Neuropathology was ubiquitous, with 94% of participants having 1+, 78% having 2+, 58% having 3+, and 35% having 4+. AD was most frequent (65%) but rarely occurred in isolation (9%). Although AD accounted for an average of about 50% of the observed cognitive loss [across the cohort], the proportion accounted for at the individual level ranged widely from 22% to 100%...the fact that considerable variability remains unexplained suggests that the true impact of any specific neuropathology is actually much less than what was observed here.... An increased focus on resilience may facilitate the identification of novel therapeutic targets that can be applied much more broadly and may have an even greater impact on cognitive outcomes than interventions targeting specific disease mechanisms.
I have seen no data to date that shows that trial participants who received lecanemab showed a greater rate of cognitive decline as a result of ARIA-E or ARIA-H greater than those taking lecanemab who did not experience ARIA. This of course will be important to see in detail at CTAD and will presumably be of great importance to the FDA in looking at risk/benefit analyses. To date, no reports of deaths due to lecanemab have been reported.

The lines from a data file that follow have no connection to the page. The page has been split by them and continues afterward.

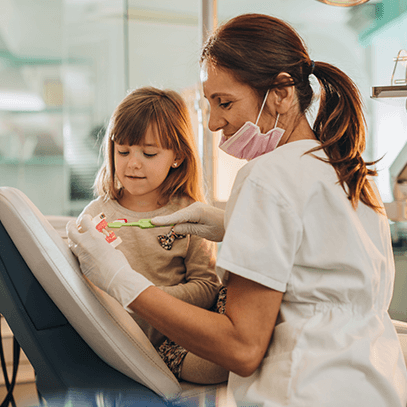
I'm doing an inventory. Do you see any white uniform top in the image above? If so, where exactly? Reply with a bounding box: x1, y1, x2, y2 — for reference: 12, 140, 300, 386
217, 140, 407, 407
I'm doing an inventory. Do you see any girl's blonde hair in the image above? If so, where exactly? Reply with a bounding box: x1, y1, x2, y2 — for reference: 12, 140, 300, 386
94, 87, 205, 206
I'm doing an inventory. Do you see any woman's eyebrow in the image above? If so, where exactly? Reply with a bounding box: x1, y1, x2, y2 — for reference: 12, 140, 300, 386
210, 92, 231, 99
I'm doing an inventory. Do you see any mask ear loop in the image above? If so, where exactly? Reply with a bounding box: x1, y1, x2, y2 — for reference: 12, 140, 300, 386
256, 89, 270, 126
273, 113, 280, 129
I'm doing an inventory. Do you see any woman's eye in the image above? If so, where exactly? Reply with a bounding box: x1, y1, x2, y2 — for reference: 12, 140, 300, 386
219, 102, 232, 109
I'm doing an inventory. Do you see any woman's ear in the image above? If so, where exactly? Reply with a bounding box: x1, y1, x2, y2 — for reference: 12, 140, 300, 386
269, 72, 295, 114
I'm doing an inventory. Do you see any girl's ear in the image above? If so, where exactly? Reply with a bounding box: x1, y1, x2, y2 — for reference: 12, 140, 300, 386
171, 157, 184, 168
268, 72, 295, 114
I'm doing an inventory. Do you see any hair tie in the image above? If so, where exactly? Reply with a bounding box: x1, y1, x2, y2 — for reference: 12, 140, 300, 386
310, 59, 315, 75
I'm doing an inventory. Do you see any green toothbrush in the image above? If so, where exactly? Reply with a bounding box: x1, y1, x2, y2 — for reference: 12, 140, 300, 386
107, 219, 173, 229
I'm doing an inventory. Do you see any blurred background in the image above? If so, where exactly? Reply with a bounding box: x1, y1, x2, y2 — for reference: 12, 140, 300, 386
0, 0, 407, 215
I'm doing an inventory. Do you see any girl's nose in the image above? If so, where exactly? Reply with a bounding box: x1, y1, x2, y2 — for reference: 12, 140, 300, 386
128, 153, 142, 168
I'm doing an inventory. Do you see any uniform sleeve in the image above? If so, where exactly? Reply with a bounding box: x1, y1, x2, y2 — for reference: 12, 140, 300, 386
217, 178, 302, 292
160, 236, 220, 309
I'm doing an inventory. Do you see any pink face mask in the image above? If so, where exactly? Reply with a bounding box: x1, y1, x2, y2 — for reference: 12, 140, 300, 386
219, 91, 285, 160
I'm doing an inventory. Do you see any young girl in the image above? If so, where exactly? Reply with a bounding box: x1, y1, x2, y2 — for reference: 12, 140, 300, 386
81, 87, 227, 383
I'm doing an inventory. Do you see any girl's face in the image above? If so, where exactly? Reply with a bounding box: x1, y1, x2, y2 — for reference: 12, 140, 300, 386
201, 63, 272, 139
114, 124, 176, 212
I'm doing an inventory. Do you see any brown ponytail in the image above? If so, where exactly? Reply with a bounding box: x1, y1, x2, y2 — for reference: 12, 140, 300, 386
201, 14, 383, 212
311, 62, 383, 212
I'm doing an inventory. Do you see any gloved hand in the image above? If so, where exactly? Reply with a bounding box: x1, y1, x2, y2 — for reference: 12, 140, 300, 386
66, 215, 154, 310
151, 202, 225, 242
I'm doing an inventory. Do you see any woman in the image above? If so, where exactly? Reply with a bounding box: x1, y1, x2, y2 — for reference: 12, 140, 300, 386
67, 14, 407, 407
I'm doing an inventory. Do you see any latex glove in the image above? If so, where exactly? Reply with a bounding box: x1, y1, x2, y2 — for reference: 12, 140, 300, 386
151, 202, 225, 242
66, 215, 154, 310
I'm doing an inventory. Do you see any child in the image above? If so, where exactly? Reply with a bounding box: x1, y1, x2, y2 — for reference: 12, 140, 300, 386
77, 87, 228, 384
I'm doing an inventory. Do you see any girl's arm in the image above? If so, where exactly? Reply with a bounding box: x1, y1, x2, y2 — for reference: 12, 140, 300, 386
129, 273, 283, 376
159, 236, 220, 309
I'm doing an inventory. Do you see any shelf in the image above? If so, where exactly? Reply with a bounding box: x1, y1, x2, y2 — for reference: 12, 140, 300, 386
0, 155, 65, 166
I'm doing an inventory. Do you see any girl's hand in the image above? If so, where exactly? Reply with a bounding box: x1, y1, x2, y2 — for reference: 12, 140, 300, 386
151, 202, 225, 242
67, 215, 153, 308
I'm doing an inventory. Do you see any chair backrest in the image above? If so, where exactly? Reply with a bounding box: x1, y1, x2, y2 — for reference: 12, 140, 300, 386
0, 187, 181, 400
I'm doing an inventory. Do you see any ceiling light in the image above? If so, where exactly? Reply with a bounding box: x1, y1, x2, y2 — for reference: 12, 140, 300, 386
372, 49, 407, 99
318, 0, 369, 7
0, 90, 45, 112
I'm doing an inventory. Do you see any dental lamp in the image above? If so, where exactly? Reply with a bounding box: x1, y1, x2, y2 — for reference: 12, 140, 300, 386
371, 49, 407, 222
384, 143, 407, 222
371, 49, 407, 105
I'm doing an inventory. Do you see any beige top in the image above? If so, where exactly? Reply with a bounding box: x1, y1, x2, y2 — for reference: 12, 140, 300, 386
82, 197, 220, 346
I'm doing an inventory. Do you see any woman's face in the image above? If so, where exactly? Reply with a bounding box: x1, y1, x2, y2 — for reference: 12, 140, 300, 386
201, 63, 269, 139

Below is an excerpt of the data posted by Biogen on 9/27. [emphasis added]:
LECANEMABThe incidence of amyloid-related imaging abnormalities-edema/effusion (ARIA-E), an adverse event associated with anti-amyloid antibodies, was 12.5% in the lecanemab group and 1.7% in the placebo group. The incidence of symptomatic ARIA-E was 2.8% in the lecanemab group and 0.0% in the placebo group. The ARIA-H (ARIA cerebral microhemorrhages, cerebral macrohemorrhages, and superficial siderosis) rate was 17.0% in the lecanemab group and 8.7% in the placebo group. The incidence of symptomatic ARIA-H was 0.7% in the lecanemab group and 0.2% in the placebo group.

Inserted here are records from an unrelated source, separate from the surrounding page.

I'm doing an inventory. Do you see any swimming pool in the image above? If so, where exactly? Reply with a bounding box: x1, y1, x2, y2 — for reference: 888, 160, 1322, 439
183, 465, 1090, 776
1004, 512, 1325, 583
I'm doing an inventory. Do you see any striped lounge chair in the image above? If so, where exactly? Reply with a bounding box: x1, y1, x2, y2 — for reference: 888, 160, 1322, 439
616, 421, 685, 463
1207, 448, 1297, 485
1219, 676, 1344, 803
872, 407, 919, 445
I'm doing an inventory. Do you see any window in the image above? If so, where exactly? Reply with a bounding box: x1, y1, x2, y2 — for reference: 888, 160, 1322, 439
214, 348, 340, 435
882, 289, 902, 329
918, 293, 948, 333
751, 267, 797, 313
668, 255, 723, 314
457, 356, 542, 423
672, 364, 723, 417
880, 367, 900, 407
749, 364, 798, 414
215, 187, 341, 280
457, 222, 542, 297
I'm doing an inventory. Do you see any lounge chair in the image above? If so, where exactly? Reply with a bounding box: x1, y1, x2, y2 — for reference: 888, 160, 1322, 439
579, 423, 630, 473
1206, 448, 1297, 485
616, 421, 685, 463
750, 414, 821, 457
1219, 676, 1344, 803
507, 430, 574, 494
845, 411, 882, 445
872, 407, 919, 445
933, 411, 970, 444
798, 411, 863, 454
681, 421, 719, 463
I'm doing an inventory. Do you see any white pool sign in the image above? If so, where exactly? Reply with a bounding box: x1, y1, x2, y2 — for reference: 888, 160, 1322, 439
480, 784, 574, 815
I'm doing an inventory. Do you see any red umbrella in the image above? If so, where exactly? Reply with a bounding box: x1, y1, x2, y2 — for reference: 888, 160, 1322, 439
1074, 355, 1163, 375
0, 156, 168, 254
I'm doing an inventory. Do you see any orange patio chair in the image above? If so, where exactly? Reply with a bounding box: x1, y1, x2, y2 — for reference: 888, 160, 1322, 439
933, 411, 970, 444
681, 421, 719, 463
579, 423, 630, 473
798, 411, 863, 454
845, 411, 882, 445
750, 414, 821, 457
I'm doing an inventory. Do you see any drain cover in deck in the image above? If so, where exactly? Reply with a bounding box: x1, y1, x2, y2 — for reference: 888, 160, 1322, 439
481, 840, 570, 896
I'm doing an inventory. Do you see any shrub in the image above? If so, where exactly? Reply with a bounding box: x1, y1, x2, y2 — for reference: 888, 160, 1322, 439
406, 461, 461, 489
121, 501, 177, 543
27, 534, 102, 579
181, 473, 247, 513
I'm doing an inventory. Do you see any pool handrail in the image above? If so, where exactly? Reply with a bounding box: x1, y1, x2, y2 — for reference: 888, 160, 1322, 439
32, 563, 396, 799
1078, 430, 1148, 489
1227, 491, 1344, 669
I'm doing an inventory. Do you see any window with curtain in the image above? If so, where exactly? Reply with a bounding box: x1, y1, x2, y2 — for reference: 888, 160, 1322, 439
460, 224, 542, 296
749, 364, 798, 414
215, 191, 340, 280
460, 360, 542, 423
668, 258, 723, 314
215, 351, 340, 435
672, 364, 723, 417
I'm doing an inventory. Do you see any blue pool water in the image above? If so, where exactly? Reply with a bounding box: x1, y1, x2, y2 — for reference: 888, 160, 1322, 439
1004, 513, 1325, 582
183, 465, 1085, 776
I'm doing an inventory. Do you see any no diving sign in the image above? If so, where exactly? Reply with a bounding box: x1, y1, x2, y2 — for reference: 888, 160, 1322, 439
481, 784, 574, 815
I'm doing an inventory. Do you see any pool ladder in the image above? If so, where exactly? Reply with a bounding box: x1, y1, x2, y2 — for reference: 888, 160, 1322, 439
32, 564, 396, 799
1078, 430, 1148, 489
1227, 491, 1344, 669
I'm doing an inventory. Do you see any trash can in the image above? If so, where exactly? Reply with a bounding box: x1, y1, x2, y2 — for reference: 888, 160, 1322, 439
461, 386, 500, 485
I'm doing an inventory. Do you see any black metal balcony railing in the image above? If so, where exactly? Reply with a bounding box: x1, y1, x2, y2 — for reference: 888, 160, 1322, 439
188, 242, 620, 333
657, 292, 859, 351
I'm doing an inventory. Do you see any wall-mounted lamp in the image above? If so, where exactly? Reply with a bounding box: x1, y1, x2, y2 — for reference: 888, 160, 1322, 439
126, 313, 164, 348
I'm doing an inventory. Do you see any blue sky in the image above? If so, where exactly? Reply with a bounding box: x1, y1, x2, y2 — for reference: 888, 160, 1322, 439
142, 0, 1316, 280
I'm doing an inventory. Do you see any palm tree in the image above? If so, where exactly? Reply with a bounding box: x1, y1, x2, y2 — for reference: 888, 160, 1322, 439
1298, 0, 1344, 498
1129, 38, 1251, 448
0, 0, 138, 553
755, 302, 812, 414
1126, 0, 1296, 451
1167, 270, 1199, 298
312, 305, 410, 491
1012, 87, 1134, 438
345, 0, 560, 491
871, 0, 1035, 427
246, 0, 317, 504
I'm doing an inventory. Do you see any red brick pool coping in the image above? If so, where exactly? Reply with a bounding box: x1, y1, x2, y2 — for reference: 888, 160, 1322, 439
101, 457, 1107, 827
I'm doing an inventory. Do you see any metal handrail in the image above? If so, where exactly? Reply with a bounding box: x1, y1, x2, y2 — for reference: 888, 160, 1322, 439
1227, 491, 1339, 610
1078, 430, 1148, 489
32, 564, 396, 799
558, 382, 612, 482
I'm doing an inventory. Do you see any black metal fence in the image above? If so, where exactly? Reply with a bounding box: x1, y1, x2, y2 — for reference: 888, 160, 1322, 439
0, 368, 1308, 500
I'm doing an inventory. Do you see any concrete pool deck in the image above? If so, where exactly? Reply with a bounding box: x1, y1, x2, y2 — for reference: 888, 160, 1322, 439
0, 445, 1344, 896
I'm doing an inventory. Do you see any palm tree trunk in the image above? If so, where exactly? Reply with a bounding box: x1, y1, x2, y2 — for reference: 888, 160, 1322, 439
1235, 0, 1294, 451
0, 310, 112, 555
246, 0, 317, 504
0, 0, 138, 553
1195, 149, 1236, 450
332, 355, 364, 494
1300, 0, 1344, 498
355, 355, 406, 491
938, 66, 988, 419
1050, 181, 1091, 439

From what Chicagogirl has posted and materials presented at AAIC and CTAD presentations, the AHEAD prevention trial informed consent, approved by each study site Institutional Review Board (IRB) presents risks in detail. Titration to full dosing takes 8 weeks and dosing is paused and an additional MRI done if someone experiences suspected symptoms of ARIA-E or ARIA-H. The trial doesn't require that someones stop taking supplements that would be consistent with the Bredesen protocol or change their diet, exercise and social and intellectual engagement.

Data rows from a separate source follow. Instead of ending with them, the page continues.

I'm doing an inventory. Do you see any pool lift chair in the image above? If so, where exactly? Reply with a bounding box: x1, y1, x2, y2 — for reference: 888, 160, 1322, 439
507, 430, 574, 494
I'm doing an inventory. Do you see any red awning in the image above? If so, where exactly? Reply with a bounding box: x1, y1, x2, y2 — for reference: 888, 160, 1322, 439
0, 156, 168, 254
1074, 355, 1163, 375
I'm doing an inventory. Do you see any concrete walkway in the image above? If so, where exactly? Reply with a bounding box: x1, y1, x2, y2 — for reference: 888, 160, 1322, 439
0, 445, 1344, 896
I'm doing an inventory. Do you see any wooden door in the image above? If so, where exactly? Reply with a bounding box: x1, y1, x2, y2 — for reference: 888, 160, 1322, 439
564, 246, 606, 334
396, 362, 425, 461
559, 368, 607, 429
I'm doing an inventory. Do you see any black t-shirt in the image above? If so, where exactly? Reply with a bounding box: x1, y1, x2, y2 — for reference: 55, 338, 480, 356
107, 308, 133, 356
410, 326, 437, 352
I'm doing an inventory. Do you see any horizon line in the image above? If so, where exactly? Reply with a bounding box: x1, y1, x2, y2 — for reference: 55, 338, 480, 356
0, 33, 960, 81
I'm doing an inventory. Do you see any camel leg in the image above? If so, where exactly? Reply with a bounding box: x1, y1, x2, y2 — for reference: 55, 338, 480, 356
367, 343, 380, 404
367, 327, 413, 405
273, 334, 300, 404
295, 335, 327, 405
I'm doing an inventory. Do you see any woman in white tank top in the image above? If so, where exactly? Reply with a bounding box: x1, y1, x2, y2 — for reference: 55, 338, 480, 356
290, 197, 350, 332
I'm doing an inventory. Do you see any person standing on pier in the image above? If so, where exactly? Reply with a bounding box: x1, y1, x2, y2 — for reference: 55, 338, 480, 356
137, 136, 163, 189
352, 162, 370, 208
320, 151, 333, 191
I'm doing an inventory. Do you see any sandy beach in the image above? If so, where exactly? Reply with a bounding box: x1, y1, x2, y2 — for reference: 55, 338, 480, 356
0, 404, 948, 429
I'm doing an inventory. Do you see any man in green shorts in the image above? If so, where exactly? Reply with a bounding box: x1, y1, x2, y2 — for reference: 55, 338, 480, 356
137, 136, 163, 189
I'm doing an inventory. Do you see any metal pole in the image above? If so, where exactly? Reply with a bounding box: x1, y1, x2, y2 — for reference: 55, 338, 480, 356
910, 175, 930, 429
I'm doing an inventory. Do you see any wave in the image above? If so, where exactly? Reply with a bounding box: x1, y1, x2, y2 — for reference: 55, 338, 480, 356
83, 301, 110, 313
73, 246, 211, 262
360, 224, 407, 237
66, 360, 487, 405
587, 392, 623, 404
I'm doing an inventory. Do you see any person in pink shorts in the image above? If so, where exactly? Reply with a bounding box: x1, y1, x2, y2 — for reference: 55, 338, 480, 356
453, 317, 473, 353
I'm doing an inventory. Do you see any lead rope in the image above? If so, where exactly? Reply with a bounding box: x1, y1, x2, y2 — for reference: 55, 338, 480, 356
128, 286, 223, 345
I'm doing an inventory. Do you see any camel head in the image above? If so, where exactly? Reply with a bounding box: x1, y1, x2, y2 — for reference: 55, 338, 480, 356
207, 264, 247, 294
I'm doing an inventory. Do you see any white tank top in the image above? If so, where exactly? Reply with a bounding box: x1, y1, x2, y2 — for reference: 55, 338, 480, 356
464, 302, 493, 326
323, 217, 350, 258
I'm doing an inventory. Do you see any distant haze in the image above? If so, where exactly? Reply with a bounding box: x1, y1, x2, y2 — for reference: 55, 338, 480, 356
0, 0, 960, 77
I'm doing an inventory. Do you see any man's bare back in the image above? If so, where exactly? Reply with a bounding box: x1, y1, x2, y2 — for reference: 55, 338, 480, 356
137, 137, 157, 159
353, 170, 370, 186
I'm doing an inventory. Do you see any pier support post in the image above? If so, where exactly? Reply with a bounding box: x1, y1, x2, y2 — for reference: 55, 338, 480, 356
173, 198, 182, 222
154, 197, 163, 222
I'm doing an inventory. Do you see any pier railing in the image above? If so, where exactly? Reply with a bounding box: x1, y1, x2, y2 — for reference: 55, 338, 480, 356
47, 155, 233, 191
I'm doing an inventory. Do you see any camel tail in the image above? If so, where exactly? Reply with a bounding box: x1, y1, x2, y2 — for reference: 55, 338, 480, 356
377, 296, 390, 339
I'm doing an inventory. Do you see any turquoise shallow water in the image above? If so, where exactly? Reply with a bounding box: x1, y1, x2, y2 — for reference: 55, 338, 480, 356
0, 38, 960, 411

To paraphrase a comment from one neurologist, not speaking specifically of any treatment, said at AAIC that stuck with me: "Patients with mild dementia and their families don't ask what the CDR score will be, or what the P-value is: they ask how long they will be able to play with their grandchildren or keep driving or do other things of meaning in their lives. An extra 6-12 months is very meaningful to them."